A GET /api/users request now flows cleanly through each layer:

Output:

HTTP/1.1 200 OK
Content-Type: application/json; charset=utf-8

[{"id":"1","name":"Ada Lovelace"},{"id":"2","name":"Alan Turing"}]

Note: In Express 5 a rejected async controller is forwarded to your error middleware automatically, so the try/catch + next(err) shown above becomes optional. In Express 4 it is required. See Express 4 vs 5.

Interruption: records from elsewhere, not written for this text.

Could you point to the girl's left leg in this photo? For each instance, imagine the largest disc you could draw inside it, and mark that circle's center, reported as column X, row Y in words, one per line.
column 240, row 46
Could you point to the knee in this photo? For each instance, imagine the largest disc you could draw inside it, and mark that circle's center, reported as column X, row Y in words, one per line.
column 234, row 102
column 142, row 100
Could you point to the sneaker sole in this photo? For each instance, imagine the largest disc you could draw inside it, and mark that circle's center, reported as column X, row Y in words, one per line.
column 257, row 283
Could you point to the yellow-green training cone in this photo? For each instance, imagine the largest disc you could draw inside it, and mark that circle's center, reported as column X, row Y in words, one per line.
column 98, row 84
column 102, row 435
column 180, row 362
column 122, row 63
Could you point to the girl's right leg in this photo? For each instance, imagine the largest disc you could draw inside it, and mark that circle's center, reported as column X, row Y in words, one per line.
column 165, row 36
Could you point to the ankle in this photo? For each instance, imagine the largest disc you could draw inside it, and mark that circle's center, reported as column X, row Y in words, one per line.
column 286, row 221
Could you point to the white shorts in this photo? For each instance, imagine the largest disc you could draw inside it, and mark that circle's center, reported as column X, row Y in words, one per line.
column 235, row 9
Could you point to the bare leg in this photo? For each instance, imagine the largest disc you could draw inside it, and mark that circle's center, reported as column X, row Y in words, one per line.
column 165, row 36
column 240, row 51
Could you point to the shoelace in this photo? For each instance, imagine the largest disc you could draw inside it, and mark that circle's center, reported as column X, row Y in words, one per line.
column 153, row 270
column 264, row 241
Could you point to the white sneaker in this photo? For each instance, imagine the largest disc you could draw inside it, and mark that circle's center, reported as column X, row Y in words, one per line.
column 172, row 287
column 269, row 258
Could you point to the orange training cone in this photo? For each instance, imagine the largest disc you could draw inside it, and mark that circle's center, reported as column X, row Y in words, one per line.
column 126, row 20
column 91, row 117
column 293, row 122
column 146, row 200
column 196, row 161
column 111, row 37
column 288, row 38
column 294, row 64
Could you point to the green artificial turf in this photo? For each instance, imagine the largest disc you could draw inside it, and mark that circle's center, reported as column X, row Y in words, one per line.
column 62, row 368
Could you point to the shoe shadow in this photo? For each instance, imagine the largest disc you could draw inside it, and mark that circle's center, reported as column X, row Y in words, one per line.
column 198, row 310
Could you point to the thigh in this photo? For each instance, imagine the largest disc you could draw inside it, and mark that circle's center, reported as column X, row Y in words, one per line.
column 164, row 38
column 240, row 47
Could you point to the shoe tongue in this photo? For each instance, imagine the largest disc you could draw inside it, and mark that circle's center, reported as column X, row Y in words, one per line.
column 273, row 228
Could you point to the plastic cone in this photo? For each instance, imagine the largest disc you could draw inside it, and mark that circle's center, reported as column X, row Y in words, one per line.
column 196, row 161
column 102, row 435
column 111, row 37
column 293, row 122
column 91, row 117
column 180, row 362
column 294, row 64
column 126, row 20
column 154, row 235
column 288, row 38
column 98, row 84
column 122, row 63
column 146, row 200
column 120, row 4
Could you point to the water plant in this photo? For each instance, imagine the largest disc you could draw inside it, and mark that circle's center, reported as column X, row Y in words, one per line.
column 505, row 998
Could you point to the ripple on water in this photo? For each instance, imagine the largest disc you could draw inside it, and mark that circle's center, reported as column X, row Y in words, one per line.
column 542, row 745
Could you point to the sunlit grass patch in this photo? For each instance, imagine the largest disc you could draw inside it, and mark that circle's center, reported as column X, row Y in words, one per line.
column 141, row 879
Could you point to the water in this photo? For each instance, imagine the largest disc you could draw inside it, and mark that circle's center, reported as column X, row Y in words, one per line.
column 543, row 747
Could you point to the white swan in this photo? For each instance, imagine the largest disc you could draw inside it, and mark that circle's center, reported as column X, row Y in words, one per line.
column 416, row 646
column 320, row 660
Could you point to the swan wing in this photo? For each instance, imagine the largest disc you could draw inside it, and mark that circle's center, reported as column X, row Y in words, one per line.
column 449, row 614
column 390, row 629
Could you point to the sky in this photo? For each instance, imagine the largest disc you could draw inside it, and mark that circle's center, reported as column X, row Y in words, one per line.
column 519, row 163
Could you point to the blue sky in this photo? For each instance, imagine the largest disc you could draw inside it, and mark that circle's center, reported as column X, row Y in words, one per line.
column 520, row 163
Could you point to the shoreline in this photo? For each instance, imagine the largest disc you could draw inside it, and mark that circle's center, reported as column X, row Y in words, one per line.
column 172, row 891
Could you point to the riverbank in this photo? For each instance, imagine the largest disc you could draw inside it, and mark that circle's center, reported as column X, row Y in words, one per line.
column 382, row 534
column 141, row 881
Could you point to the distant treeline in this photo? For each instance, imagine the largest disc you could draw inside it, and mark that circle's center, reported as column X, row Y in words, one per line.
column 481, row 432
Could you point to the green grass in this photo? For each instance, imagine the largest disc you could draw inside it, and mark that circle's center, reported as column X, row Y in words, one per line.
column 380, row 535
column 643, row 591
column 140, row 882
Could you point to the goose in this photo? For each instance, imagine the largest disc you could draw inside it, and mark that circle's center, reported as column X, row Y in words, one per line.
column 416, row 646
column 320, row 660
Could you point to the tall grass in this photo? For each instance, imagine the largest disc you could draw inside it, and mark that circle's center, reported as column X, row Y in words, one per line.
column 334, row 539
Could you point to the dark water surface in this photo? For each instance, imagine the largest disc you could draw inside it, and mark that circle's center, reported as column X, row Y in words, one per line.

Layer responsibilities at a glance

LayerResponsibilityShould NOT
RoutesMap URLs and HTTP verbs to handlersContain logic
ControllersRead req, call services, shape resHold business rules or DB queries
ServicesBusiness logic and orchestrationTouch req/res
ModelsData access and schemaKnow about HTTP
MiddlewareCross-cutting concerns (auth, errors, logging)Contain feature logic
ConfigEnvironment-driven settingsBe scattered through the code

Best Practices

  • Keep the entry file thin: app.js builds the app, server.js starts it — split them so tests can import the app without a live port.
  • Put zero business logic in routers; their only job is mapping a path to a controller method.
  • Keep controllers thin and services pure — services that never touch req/res are trivially unit-testable and reusable.
  • Register your error-handling middleware last so it catches errors forwarded by next(err) from any layer.
  • Read environment values through a single config module instead of sprinkling process.env across the codebase.
  • Group files by feature (users.routes.js, users.controller.js, users.service.js) as the app grows, so related code stays together.
  • Add a tests/ folder early and mirror your src/ structure inside it.